Home » today » World » Federal court allows Trump’s government to continue sending asylum seekers to Mexico | Univision Immigration News

Federal court allows Trump’s government to continue sending asylum seekers to Mexico | Univision Immigration News

A panel of the US Court of Appeals for the Ninth Circuit voted unanimously on Friday to suspend an order issued earlier in the day to block a central pillar of the Trump administration’s policy that requires asylum seekers to wait in Mexico while their cases end in the US, AP reported.

The three judge panel told the government that present written arguments before the end of Monday and that the plaintiffs respond before the end of Tuesday.

The Department of Justice said that at least 25,000 asylum seekers subject to the policy are currently waiting in Mexico and expressed “massive and irreparable concerns of national public security security.”

Government lawyers said immigration attorneys had begun demanding that asylum seekers be allowed to remain in the United States, and one insisted that 1,000 people be allowed into one of the border stations.

“The reestablishment of the court order by the Court causes significant and irreparable damage to the United States public and the government, to border security, public safety, public health and diplomatic relations,” the Department’s lawyers wrote. of Justice.

Customs and Border Protection had already begun to stop processing people under politics.

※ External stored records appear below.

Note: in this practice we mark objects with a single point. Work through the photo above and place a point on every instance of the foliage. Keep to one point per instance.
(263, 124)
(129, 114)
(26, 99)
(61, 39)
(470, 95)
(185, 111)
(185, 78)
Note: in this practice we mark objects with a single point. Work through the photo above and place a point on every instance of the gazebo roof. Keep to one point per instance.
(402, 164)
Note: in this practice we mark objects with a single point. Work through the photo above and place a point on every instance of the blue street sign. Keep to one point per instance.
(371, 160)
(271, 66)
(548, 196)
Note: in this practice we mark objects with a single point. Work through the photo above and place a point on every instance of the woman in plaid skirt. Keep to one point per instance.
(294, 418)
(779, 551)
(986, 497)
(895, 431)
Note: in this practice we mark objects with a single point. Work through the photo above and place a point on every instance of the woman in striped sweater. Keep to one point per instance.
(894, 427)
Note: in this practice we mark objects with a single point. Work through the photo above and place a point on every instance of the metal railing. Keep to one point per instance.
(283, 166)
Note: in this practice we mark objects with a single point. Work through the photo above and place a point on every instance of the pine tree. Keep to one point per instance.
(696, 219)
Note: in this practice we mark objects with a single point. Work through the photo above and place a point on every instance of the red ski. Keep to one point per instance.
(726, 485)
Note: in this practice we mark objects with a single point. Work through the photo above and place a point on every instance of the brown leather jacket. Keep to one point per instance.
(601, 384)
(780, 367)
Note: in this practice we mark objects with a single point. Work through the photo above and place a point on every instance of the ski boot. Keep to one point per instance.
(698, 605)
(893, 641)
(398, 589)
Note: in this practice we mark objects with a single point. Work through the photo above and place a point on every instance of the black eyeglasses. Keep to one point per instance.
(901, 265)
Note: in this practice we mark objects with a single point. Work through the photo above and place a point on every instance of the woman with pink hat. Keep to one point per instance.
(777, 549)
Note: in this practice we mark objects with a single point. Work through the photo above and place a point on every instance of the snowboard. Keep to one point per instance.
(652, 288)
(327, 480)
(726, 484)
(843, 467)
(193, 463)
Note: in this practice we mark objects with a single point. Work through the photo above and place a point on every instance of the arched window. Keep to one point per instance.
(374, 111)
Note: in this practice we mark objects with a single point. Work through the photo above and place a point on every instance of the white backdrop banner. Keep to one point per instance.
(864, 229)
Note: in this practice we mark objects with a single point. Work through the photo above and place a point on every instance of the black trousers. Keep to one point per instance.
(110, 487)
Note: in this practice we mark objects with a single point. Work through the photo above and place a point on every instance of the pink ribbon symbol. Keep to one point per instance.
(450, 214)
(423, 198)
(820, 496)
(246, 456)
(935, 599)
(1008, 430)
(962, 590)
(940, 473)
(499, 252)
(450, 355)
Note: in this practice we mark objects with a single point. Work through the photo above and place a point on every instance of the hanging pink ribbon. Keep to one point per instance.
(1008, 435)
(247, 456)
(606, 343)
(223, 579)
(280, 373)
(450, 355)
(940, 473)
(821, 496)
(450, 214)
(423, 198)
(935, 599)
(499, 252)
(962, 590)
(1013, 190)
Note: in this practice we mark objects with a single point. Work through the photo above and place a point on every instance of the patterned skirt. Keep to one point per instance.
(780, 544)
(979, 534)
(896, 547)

The setback that the government had received hours earlier from the panel of three judges of the Court of Appeals for the Ninth Circuit may be temporary if the administration of President Donald Trump appeals to the Supreme Court of the United States, which has sided by Trump on immigration and border security policies.

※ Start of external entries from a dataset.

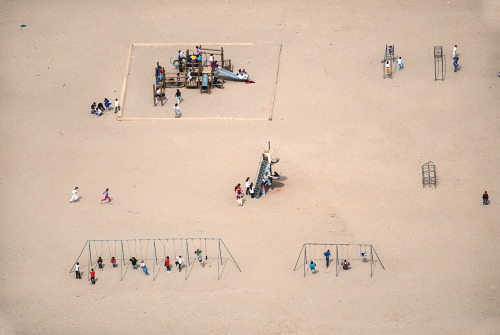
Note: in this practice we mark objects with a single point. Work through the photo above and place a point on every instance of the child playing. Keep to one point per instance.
(167, 263)
(99, 262)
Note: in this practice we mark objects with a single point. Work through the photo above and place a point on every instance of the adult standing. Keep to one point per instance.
(327, 256)
(485, 198)
(144, 268)
(177, 111)
(74, 196)
(117, 106)
(455, 65)
(178, 96)
(77, 271)
(106, 196)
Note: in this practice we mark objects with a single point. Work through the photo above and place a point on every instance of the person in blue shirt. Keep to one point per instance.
(107, 103)
(455, 65)
(327, 256)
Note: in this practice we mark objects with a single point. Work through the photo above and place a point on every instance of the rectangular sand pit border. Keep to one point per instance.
(127, 71)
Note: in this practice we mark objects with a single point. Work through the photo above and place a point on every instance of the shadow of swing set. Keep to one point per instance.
(179, 246)
(340, 251)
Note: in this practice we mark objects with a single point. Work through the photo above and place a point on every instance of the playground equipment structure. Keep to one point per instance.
(438, 63)
(341, 251)
(389, 58)
(193, 73)
(264, 167)
(429, 176)
(151, 255)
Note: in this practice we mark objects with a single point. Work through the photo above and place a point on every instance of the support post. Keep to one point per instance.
(218, 257)
(300, 254)
(121, 263)
(371, 260)
(154, 263)
(89, 263)
(229, 252)
(336, 260)
(185, 274)
(83, 249)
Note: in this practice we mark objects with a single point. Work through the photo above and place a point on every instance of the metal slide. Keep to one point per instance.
(228, 74)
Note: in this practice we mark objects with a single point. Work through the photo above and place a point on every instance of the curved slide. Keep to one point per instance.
(229, 74)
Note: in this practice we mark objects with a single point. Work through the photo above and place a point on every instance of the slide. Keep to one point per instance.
(228, 74)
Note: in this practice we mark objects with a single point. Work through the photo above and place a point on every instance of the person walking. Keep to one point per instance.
(133, 260)
(455, 65)
(247, 185)
(144, 268)
(77, 271)
(117, 106)
(178, 96)
(167, 263)
(99, 262)
(239, 198)
(106, 196)
(400, 63)
(485, 198)
(178, 262)
(74, 196)
(177, 111)
(327, 256)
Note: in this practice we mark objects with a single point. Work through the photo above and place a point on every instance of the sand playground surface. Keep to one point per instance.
(351, 145)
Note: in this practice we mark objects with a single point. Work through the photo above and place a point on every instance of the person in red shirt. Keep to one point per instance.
(485, 198)
(167, 263)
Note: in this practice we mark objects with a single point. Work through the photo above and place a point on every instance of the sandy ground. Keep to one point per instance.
(351, 146)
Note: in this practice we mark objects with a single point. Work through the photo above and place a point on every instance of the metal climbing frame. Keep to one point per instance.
(343, 249)
(388, 63)
(148, 255)
(438, 63)
(429, 176)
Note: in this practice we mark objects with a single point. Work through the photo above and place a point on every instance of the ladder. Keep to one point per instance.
(261, 171)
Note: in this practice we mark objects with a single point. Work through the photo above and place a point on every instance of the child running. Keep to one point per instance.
(106, 196)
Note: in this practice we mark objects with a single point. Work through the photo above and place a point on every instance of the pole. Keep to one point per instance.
(218, 265)
(371, 260)
(231, 255)
(185, 274)
(121, 263)
(78, 256)
(300, 254)
(89, 263)
(154, 245)
(336, 260)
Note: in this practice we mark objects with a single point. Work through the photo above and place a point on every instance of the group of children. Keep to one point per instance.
(75, 197)
(98, 109)
(100, 263)
(250, 187)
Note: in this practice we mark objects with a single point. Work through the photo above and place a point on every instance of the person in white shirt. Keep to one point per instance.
(77, 271)
(74, 197)
(117, 106)
(178, 262)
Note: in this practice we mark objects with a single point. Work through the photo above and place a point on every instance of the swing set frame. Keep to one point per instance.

Chad Wolf, the interim secretary of National Security, said he was working with the Department of Justice to “quickly appeal this inexplicable decision.”

The previous ruling

The Ninth Circuit Court of Appeals had temporarily blocked the Trump administration’s program known Friday as Remain in Mexico or MPP, which forces asylum seekers to remain in that country waiting for their cases to be advanced in immigration courts at the border.

Trump’s controversial program has returned more than 50,000 migrants to Mexico and it is believed that there are another 30,000 who are still waiting to present their cases in the border checkpoints. There are no official figures on the number of procedures accepted and rejected.

A report from the Information and Access Center for Transactional Records (TRAC) of Syracuse University, warned a few months ago that only 1.2% of migrants who ask for asylum and are returned to Mexico You have access to a lawyer to defend your cases.

The American Civil Liberties Union (ACLU), which filed this legal process, has denounced that the Trump administration is trying to overturn asylum laws, making the process increasingly complicated. He claims that due to his tough initiatives contained in his “zero tolerance” policy, thousands of people now live in makeshift camps, shelters and warehouses, at the mercy of drug cartels.

“It has established policy changes aimed at its racist goal of limiting access to migrants to the United States,” said Shaw Drake, ACLU political advisor, in a video that the organization published at the end of 2019.

“Mexico is complicit”

This week, Congresswoman from El Paso (Texas), Veronica Escobar, He denounced that Mexico “is an accomplice” of the Trump administration by receiving thousands of asylum seekers in dangerous cities along its northern border sent by the United States while advancing their asylum cases in that country.

“I want to say very clearly and firmly that Mexico is an accomplice,” Escobar said in statements to the media in front of the Capitol when referring to the Trump administration program known as Migrant Protection Protocols (MPP)

Escobar’s complaint coincides with the criticisms that human rights organizations have repeatedly made since the program was established a year ago that they believe that, with the sending to dangerous cities of Mexico of tens of thousands of asylum seekers, they are taking out “massive human rights abuses”, an idea that supports the hundreds of reports of kidnappings, rapes, abductions, torture and other violent attacks.

Who come from the Northern Triangle of Central America they flee from contexts of violence and extreme poverty. Homicide figures place their capitals as some of the most dangerous in the region.

The Trump administration, however, has rejected criticism and the interim commissioner of the Office of Customs and Border Protection (CBP), Mark Morgan, came to classify allegations of violence in Mexico against asylum seekers as “anecdotes”.

“President Trump has no mercy on us”: these children expect in Mexico that the US allows them to save themselves from violence (photos)

——

Leave a Comment

This site uses Akismet to reduce spam. Learn how your comment data is processed.